Much of the modern tech industry relies on our ability to work with people outside our company. It relies on us interacting with a broader community of contributors, people from a range of backgrounds, people who may be upstream on a project we use, people who may be employed by competitors, people who may be spending their spare time on this. It means listening to your users, hearing their concerns, responding to their feedback. And, distressingly, there's significant overlap between that wider community and the people engaging in the abuse. This abuse is often partly technical in nature. It demonstrates understanding of the subject matter. Sometimes it can be directly tied back to people actively involved in related fields. It's from people who might be at conferences you attend. It's from people who are participating in your mailing lists. It's from people who are reading your blog and using the advice you give in their daily jobs. The abuse is coming from inside the industry.

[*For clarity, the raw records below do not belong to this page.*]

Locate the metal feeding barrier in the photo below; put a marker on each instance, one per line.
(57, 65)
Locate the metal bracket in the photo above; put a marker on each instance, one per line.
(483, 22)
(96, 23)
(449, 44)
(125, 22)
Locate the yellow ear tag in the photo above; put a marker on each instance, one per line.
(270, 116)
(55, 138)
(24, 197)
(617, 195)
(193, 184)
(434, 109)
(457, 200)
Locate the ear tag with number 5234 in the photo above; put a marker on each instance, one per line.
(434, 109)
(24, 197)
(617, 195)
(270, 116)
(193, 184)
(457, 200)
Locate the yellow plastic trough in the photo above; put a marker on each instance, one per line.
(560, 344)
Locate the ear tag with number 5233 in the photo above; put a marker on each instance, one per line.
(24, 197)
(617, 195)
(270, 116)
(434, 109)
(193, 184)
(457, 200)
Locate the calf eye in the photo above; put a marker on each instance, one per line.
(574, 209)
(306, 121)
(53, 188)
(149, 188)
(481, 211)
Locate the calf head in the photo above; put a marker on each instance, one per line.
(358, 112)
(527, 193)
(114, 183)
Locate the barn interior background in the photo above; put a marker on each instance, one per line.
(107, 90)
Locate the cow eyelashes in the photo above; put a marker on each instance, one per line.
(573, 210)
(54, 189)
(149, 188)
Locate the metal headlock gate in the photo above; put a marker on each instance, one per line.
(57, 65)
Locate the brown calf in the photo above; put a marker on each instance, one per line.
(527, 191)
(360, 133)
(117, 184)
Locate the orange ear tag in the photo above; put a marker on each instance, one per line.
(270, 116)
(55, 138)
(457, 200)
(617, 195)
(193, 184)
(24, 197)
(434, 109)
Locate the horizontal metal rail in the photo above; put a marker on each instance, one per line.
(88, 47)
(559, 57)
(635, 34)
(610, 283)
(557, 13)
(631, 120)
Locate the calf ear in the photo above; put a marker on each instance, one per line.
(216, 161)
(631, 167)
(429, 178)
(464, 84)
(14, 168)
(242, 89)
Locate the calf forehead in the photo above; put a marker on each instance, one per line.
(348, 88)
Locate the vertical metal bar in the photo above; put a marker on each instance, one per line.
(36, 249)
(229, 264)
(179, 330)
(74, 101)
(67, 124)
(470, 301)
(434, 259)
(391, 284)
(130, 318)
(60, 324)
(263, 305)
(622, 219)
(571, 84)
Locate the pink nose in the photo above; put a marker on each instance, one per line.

Cutting yourself off from that community impairs your ability to do work. It restricts meeting people who can help you fix problems that you might not be able to fix yourself. It results in you missing career opportunities. Much of the work being done to combat online abuse relies on protecting the victim, giving them the tools to cut themselves off from the flow of abuse. But that risks restricting their ability to engage in the way they need to to do their job. It means missing meaningful feedback. It means passing up speaking opportunities. It means losing out on the community building that goes on at in-person events, the career progression that arises as a result. People are forced to choose between putting up with abuse or compromising their career.

The abuse that women receive on the internet is unacceptable in every case, but we can't ignore the effects of it on our industry simply because it happens elsewhere. The development model we've created over the past couple of decades is just too vulnerable to this kind of disruption, and if we do nothing about it we'll allow a large number of valuable members to be driven away. We owe it to them to make things better.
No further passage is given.